Georgian (ქართული) literature is one of the most ancient traditions in the world.
The earliest Georgian literature dates back to hagiography pieces in the fifth century AD.

Since then, the country has nurtured dozens of talented writers, who have enriched and developed Georgian poetry, prose, fiction, and non-fiction. Not that widely known in the world, Georgian writers are gaining international fame slowly with just a few works translated into English or other languages.
The beginning of its history dates back to the fourth century, to the epoch when the country was converted to Christianity. Poetry as an important part of Georgian literature also can be traced back to the very beginning of Georgian writing and even farther, to the ancient layers of pagan folk poetry. In spite of this, Georgian poetry is Christian in its essence as is Georgian literature.
The oldest genre of Georgian poetry is hymnography, followed by the plentiful diversity of lyrical genres like elegy, ode, epic, and sonnet. Throughout its history Georgian poetry looks like an open cultural construction: it undergoes different aesthetic epochs and cultural contexts, standing at the crossroads of Western and Eastern civilizations; overcomes the difficulties of Russian colonialism and Soviet totalitarianism; and constructs the strong models of post-colonial consciousness.
The Knight in the Panther’s Skin (Georgian: ვეფხისტყაოსანი) is an epic poem written in the 12th century by the Georgian poet Shota Rustaveli (Georgian: შოთა რუსთაველი) (1172-1216) - one of the greatest contributors to Georgian literature.
Consisting of 1666 stanzas and 6500 lines, its story embodies the medieval knightly ideals of chivalry, friendship, courtly love and courage. The poem describes how Avtandil (Georgian: ავთანდილი), a young Arabian nobleman, helps his friend Tariel (the knight in the panther’s skin), to rescue an Indian princess from sorcerers. The object of love, Nestan-Darejan, is an allegorical embodiment of Queen Tamar. These idealized heroes and devoted friends are united by courtly love, generosity, sincerity, dedication, and proclaim equality between men and women, which is a recurring theme. The poem is regarded as the "coronation of thought, poetic and philosophical art of medieval Georgia".
Although the poem takes place in the fictional settings of exotic "India" and "Arabia", events in these distant lands are but a colorful allegory of the rule of Queen Tamar of Georgia, and the size and glory of the Kingdom of Georgia in its Golden Age. Dedicated to Tamar the Great (Georgian: თამარი) it is considered to be one of the masterpieces of Georgian literature. Several manuscripts of the poem were lost or destroyed during the numerous invasions of Georgia but oral traditions preserved it and the first print edition was made in 1712 in Tbilisi.

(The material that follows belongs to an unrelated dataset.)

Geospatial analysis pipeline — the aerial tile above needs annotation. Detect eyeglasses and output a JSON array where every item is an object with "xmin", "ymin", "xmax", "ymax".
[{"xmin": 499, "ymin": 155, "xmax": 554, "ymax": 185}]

By the way, the first printed book in Georgian was published in Rome in 1629 by Niceforo Irbachi (Nicholas Irubakidze-Cholokashvili) (Georgian: ნიკოლოზ ჩოლოყაშვილი; ნიკოლოზ ირუბაქიძე-ჩოლოყაშვილი), a Georgian Orthodox priest, politician and diplomat. The book was a Georgian Alphabet with prayers, which was later accompanied with a Georgian – Italian dictionary.